I thought that would get her attention, and I would hear back from her in a split second, but all I got was silence. I didn’t like it, but I had a job to do, so I started knocking on doors. The first neighbor hadn’t seen or heard anything. Of course not. The second took great pleasure in telling me all about what a delinquent the son was. Apparently the kid had a drug problem and had been caught trying to break into various neighbors’ houses. Two houses down, an old lady that had to be in her eighties swore she saw a big silver truck that didn’t belong in the neighborhood pull up in front of the house. She also thought Clinton was still president of the United States, so I jotted the info down without much hope of it leading to anything. Finally, when I spoke to the young couple that lived across the street, I got something that might actually be helpful.

They said they saw a bald guy with a goatee talking to the kid. He had been around a few times when the parents were gone, and the couple agreed he didn’t give off a good vibe. The kid’s drug problem was well known around the neighborhood, so they thought he might be a dealer.
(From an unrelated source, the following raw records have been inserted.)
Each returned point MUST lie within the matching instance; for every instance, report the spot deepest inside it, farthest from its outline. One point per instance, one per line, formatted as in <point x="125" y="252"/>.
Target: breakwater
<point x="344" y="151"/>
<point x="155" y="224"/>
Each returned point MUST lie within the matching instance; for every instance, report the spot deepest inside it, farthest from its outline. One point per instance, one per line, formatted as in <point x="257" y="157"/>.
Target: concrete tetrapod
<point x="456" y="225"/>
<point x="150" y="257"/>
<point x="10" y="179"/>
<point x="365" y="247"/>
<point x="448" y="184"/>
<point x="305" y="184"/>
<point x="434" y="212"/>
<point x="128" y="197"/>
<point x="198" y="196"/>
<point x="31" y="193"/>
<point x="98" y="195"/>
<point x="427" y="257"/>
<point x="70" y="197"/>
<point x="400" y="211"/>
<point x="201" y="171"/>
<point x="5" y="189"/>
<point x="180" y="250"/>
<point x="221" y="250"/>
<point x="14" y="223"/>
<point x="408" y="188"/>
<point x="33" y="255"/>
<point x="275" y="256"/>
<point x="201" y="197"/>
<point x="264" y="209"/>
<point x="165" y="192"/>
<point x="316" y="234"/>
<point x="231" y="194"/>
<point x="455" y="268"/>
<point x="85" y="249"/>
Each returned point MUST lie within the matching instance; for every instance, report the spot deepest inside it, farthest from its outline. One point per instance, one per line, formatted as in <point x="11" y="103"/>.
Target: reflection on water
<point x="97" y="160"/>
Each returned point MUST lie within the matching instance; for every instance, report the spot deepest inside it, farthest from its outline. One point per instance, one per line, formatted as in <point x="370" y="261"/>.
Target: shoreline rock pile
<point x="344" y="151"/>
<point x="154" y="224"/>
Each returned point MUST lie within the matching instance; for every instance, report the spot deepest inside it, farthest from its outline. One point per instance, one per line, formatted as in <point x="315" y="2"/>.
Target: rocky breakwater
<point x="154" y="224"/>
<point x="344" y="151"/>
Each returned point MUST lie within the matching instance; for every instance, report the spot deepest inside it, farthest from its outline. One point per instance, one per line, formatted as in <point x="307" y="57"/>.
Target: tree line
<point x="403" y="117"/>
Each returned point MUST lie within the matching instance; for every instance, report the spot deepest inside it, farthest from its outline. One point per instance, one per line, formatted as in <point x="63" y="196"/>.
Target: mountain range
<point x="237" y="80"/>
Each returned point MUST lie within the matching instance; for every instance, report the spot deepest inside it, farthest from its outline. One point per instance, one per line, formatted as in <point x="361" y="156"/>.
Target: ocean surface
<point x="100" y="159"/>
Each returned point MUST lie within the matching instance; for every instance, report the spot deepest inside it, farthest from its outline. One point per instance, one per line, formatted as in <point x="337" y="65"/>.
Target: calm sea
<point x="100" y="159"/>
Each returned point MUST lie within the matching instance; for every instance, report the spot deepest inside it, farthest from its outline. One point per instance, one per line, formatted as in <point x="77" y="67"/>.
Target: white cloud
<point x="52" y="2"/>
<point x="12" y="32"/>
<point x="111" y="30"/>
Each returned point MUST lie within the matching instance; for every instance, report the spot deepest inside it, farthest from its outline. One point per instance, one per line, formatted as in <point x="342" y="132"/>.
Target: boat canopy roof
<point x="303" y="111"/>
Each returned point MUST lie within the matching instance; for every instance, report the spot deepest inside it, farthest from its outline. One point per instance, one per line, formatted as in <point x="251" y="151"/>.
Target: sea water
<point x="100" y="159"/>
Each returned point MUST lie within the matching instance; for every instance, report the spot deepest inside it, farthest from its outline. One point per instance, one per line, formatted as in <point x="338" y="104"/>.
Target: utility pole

I told them thank you and made my way back across the street as the crime-scene crew arrived. I was getting really sick of those guys and the ones with the body bags.

Roark had a full head of hair and was clean-shaven. He looked like a lot of retired military men look. Hard and battle weary but still stuck on the regimen of being clean cut and straightened out. I wondered if the bald guy with the goatee was the infamous Zero, who had shown up on Reeve’s doorstep asking after Roark. It sounded like I had a description of the man Roark had doing his dirty work for him while he pulled the strings safely hidden away.

Once I was done at the scene I started blowing Reeve’s phone up and tried to fight down panic when there still wasn’t any answer. I knew she was smart, but so far Roark had proven smarter than all of us. She knew that all of her protection was tied up at the charter school with Roark’s carefully crafted distraction, and she wouldn’t have left the safety of the loft unless she felt like she absolutely didn’t have a choice. I needed to figure out what “home” meant and I needed to figure it out right now. I called Otis, the marshal, to see if his guys had eyes on her and they could guide me in the right direction.